While New York is doing pretty well, the team still has to share headlines on New York talk radio with middling Mets and Yankees teams, Tebowmania, and people already curious about the Knicks off-season. you’d almost think that getting stopped here, and making the run for the Stanley Cup next year, would be better because the base is likely to be more hungry for the championship a year after almost getting there, as with the Chicago Blackhawks in 2009 and 2010.
Los Angeles is proving even more problematic. There are simply fewer diehard hockey fans in LA, and even more storylines hurting the Kings potential for ratings glory. Both the Lakers and Clippers are still in the post-season, and basketball has always been LA’s first love.

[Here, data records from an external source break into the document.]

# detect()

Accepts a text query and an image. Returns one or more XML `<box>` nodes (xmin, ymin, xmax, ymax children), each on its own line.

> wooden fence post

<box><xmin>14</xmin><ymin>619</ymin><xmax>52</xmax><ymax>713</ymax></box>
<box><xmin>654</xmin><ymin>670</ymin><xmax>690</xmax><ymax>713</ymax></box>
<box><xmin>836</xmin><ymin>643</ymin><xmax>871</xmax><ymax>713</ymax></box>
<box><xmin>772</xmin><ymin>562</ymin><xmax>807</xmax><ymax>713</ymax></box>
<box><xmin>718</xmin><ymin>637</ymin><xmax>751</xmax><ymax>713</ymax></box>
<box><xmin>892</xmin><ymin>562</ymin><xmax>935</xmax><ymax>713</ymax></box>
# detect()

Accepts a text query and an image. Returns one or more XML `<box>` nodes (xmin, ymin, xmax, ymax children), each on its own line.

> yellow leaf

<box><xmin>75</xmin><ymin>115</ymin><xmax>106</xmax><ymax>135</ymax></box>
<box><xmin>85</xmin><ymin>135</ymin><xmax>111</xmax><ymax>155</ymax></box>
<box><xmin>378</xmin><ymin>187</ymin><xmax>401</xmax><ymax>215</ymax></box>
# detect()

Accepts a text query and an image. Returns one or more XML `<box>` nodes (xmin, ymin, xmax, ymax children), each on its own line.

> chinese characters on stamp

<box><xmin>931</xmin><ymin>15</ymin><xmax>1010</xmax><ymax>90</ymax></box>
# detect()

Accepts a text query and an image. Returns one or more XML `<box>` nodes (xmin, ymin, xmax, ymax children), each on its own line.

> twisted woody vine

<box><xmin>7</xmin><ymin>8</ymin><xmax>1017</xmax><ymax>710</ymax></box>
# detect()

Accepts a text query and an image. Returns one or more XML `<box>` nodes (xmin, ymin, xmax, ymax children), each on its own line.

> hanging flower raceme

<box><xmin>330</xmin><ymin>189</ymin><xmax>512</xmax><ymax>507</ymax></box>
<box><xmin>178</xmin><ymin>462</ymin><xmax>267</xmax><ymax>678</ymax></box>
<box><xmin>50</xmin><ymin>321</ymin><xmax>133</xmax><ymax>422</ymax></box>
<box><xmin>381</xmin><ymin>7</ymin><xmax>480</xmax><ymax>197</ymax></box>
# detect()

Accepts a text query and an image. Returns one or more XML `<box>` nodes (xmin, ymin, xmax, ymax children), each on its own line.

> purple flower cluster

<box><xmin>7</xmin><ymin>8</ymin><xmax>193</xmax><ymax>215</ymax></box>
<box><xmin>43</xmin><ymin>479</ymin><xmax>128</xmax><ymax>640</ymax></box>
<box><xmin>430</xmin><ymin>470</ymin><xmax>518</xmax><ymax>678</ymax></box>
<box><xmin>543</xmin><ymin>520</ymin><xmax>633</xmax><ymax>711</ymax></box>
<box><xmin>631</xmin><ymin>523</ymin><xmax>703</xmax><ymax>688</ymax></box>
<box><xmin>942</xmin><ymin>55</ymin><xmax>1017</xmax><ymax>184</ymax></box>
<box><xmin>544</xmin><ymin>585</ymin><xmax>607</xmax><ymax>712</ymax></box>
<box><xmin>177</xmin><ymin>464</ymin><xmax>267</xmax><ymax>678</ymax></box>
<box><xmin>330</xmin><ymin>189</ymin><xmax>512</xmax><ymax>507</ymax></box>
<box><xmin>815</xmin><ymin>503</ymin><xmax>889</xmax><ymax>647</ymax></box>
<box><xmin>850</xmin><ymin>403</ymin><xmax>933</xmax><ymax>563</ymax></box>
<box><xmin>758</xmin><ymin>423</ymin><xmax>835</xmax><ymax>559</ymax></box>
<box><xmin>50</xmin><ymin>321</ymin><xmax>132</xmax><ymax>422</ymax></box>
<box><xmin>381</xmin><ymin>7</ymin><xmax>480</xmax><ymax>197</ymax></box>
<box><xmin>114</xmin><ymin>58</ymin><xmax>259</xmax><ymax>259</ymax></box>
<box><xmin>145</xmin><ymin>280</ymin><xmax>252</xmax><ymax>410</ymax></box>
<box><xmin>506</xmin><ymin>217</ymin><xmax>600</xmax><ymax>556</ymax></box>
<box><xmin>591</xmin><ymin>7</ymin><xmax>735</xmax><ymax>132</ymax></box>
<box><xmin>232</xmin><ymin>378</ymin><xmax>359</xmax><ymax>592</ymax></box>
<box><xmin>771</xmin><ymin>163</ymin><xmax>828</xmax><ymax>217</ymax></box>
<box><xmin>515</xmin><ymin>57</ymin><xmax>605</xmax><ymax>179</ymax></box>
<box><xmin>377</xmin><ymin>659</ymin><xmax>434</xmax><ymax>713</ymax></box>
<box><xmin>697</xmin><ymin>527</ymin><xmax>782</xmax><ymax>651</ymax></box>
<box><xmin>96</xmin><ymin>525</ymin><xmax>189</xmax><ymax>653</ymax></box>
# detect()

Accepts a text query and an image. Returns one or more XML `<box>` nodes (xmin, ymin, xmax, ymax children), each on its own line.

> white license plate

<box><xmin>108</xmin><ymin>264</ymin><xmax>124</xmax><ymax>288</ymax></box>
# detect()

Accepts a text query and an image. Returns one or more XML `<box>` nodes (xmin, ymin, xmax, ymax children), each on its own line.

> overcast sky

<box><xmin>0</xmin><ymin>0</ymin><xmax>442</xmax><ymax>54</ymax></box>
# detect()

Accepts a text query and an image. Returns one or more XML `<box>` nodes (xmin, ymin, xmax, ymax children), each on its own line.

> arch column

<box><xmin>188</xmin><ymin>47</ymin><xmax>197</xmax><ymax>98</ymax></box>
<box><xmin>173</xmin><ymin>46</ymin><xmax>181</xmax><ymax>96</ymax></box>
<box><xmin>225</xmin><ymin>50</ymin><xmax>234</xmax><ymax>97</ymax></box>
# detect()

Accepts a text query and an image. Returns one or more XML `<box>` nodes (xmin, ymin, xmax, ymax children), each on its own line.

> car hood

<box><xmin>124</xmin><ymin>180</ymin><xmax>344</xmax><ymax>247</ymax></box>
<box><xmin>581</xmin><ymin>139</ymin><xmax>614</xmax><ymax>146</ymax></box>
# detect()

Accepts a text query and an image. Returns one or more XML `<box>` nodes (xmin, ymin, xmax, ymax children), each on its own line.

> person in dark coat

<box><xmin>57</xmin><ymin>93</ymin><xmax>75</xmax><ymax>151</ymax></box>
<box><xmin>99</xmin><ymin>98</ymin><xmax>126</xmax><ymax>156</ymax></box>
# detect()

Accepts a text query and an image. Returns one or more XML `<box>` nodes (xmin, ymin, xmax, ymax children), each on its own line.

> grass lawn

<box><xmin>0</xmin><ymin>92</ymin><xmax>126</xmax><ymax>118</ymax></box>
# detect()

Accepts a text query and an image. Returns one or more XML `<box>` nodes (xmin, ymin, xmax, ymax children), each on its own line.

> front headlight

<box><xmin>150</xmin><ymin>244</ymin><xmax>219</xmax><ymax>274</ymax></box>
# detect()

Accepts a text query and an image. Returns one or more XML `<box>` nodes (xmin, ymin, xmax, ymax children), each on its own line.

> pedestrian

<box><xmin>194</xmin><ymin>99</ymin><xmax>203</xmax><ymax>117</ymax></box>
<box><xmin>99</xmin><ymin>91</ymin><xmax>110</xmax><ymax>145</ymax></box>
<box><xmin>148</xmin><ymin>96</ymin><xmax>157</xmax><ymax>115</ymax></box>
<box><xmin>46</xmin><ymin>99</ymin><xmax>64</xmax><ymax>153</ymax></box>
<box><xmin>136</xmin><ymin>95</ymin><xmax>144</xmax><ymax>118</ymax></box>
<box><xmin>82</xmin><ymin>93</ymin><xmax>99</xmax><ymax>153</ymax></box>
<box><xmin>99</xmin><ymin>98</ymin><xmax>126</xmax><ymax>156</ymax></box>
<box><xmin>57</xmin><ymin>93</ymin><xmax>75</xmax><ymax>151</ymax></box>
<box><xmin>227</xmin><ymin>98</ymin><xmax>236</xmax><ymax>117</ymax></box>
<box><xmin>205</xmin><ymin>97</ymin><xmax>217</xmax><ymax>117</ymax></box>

The Dodgers are riding the Magic Johnson-purchase-led resurgence, the Angels are a bloody fascinating mess with Albert Pujols on their squad.
It shows in the numbers. A 2.1 for Game 1 of the Western Conference Final simply isn’t going to cut it for the #2 television market. Even more upsetting is that’s a record for NBC Sports Network. Which is double upsetting, because VERSUS once televised two games of an Anaheim Ducks Stanley Cup Final. Los Angeles seems like another market where winning next year after a great run this year would be better.
But you can’t always get what you want, as it’s an unpredictable sport. Both these teams won Game 1 of their series. There’s a good shot we’ll see one or both in the Stanley Cup Final. Yes, having Broadway and Hollywood involved in the Stanley Cup Final would be fantastic, a dream for a league that still needs to win fans back in both markets from the lockout. But those two markets are just not at the right level to bring in record ratings at this point. It had better be a great series, or else it might be diehards only until at least Game 5. I think some, probably all, of the people thinking that aren’t necessary looking that deep into this, and just seeing the bright lights of the big cities.